I have the following html part which repeates itself several times with other href links:
<div class="product-list-item margin-bottom">
<a title="titleexample" href="http://www.urlexample.com/example_1" data-style-id="sp_2866">
Now I want to get all the href links in this document that are directly after the div tag with the class "product-list-item". Pretty new to beautifulsoup and nothing that I came up with worked.
Thanks for your ideas.
EDIT: Does not really have to be beautifulsoup; when it can be done with regex and the python html parser this is also ok.
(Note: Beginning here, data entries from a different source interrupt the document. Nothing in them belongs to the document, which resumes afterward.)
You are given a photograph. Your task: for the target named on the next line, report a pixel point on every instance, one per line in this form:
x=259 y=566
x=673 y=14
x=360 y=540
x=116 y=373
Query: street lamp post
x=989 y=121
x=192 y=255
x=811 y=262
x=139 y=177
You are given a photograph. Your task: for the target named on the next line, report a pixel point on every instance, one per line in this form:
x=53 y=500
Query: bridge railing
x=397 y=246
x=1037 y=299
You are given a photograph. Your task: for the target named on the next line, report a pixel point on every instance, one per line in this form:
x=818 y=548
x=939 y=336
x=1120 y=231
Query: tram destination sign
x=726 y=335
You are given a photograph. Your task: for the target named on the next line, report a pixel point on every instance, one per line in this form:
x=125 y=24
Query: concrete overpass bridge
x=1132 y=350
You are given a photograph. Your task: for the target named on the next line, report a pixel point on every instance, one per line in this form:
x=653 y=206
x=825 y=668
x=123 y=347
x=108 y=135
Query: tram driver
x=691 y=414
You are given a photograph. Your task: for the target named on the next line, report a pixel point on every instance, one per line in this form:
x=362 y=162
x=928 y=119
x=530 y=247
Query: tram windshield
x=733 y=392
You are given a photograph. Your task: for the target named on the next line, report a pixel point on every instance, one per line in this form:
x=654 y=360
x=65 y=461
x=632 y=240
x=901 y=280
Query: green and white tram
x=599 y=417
EDIT2: What I tried (I'm pretty new to python, so what I did might be totaly stupid from an advanced viewpoint):
soup = bs4.BeautifulSoup(htmlsource)
x = soup.find_all("div")
for i in range(len(x)):
if x[i].get("class") and "product-list-item" in x[i].get("class"):
print(x[i].get("class"))
This will give me a list of all the "product-list-item" but then I tried something like
print(x[i].get("class").next_element)
Because I thought next_element or next_sibling should give me the next tag but it just leads to AttributeError: 'list' object has no attribute 'next_element'. So I tried with only the first list element:
print(x[i][0].get("class").next_element)
Which led to this error: return self.attrs[key] KeyError: 0. Also tried with .find_all("href") and .get("href") but this all leads to the same errors.
EDIT3: Ok seems I found out how to solve it, now I did:
x = soup.find_all("div")
for i in range(len(x)):
if x[i].get("class") and "product-list-item" in x[i].get("class"):
print(x[i].next_element.next_element.get("href"))
This can also be shortened by using another attribute to the find_all function:
x = soup.find_all("div", "product-list-item")
for i in x:
print(i.next_element.next_element.get("href"))
greetings